Zu den zentralen Themen gehören die Organisation der HJ, die nationalsozialistischen Erziehungsziele sowie die methodische Ausgestaltung der Freizeitgestaltung als Mittel zur Indoktrination.
Welches primäre Ziel verfolgt die Forschungsfrage?
Ziel ist es zu klären, welche Rolle die häufig stattfindenden Zeltlager im Kontext der nationalsozialistischen Erziehung und der Vorbereitung auf das Soldatenleben spielten.
Welche wissenschaftliche Methode wird in dieser Arbeit verwendet?
Es handelt sich um eine historische und pädagogische Analyse, die auf der Auswertung relevanter wissenschaftlicher Literatur und Quellen zur Geschichte der Hitler-Jugend basiert.

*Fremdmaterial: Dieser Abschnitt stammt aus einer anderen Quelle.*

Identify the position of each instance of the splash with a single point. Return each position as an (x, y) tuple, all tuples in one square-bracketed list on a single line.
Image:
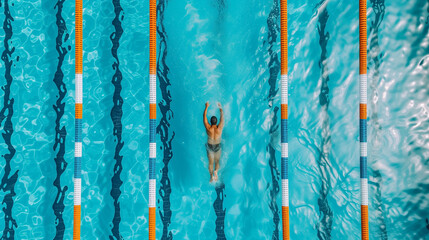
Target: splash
[(60, 131), (324, 226), (274, 66), (8, 182), (116, 115), (163, 129), (220, 212)]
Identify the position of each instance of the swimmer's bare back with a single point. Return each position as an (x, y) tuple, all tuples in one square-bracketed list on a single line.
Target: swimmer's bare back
[(214, 137)]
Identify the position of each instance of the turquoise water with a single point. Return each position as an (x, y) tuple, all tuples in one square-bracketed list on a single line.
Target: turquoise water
[(224, 51)]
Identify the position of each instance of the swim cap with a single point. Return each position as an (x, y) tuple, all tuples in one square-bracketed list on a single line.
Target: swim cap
[(213, 120)]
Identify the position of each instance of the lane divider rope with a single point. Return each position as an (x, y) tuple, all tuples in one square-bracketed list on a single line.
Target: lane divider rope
[(284, 119), (363, 117), (78, 122), (152, 119)]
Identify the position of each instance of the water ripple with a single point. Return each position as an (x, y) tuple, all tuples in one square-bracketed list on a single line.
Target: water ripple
[(116, 116), (8, 182), (60, 131)]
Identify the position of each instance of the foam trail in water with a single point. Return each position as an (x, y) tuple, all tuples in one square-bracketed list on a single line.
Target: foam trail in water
[(274, 66), (324, 226), (163, 129), (8, 182), (116, 115), (60, 131)]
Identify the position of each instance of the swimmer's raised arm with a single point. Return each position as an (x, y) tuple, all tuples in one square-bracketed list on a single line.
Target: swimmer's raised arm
[(222, 120), (206, 122)]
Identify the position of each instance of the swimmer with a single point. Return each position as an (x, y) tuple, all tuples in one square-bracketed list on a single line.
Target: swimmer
[(214, 137)]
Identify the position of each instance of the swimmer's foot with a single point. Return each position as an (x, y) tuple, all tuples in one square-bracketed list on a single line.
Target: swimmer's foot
[(215, 176)]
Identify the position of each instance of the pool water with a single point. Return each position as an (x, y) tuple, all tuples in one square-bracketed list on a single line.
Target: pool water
[(218, 51)]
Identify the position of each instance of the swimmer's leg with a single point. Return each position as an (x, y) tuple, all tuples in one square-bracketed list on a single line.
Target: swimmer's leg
[(217, 164), (210, 156)]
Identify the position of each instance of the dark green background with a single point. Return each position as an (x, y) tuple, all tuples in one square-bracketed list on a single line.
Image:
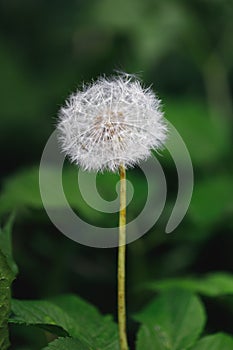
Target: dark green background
[(183, 48)]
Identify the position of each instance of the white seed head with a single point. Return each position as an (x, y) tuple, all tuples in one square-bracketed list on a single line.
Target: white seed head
[(113, 122)]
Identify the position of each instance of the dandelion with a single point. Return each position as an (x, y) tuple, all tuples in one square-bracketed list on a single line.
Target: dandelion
[(112, 125)]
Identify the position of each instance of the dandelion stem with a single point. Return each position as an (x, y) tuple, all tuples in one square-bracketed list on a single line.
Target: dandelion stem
[(121, 262)]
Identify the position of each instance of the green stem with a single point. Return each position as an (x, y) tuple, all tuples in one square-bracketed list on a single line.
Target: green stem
[(121, 263)]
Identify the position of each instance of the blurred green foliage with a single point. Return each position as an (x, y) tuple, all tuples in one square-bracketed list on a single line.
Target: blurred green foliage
[(183, 48)]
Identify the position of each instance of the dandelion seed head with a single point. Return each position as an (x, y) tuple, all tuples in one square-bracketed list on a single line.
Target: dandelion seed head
[(110, 123)]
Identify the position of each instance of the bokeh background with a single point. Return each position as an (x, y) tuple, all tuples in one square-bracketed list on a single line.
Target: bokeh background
[(184, 49)]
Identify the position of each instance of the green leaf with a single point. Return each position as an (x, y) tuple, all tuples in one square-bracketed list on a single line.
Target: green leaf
[(6, 245), (172, 321), (216, 190), (214, 284), (66, 344), (77, 317), (219, 341), (8, 272)]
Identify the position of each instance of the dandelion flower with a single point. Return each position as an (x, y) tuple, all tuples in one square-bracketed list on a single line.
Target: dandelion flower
[(110, 123)]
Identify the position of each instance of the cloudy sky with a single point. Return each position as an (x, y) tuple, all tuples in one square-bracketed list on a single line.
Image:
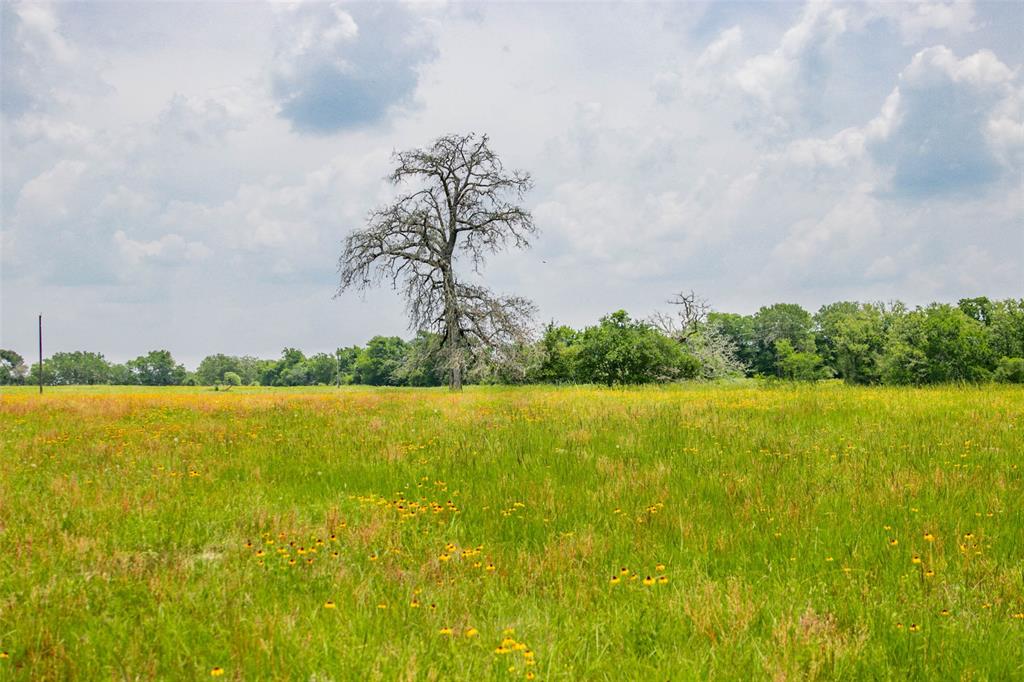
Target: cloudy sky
[(181, 175)]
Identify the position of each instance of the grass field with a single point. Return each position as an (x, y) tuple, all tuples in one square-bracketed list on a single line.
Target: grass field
[(697, 531)]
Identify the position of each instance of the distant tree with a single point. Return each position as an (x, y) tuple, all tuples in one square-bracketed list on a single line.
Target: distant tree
[(559, 347), (323, 369), (379, 363), (289, 371), (1006, 328), (78, 368), (213, 368), (738, 330), (979, 308), (707, 342), (121, 375), (776, 323), (936, 344), (799, 365), (715, 352), (1010, 371), (462, 204), (852, 337), (346, 364), (12, 369), (424, 363), (157, 369), (621, 350)]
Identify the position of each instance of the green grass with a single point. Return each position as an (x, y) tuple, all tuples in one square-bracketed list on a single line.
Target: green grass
[(125, 517)]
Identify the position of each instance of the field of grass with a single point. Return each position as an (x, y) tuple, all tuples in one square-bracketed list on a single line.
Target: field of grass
[(509, 534)]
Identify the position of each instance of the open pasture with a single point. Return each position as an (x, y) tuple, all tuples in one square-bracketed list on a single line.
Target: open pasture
[(676, 533)]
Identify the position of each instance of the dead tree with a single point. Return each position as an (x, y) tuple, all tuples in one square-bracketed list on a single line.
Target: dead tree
[(461, 204), (691, 313)]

Was wird im Hauptteil der Arbeit behandelt?
Der Hauptteil gliedert sich in die Darstellung der Struktur der HJ, die theoretischen Grundlagen der nationalsozialistischen Erziehung sowie die detaillierte Analyse der Zeltlagerpraxis.
Welche Schlüsselwörter charakterisieren die Arbeit am besten?
Hitler-Jugend, Nationalsozialismus, Zeltlager, Indoktrination, Wehrertüchtigung und vormilitärische Ausbildung sind die zentralen Begriffe.
Warum galten Zeltlager als „ideale“ Erziehungsmittel der NS-Führung?
Sie ermöglichten den totalen Zugriff auf die Zeit der Jugendlichen ohne störende Einflüsse von außen, wie beispielsweise durch das Elternhaus.
Inwieweit lässt sich ein Zusammenhang zwischen den Zeltlagern und dem Kriegsdienst herstellen?
Die Zeltlager dienten der körperlichen Abhärtung, der Einübung in das soldatische Leben und der vormilitärischen Ausbildung, um Jugendliche auf den Heeresdienst vorzubereiten.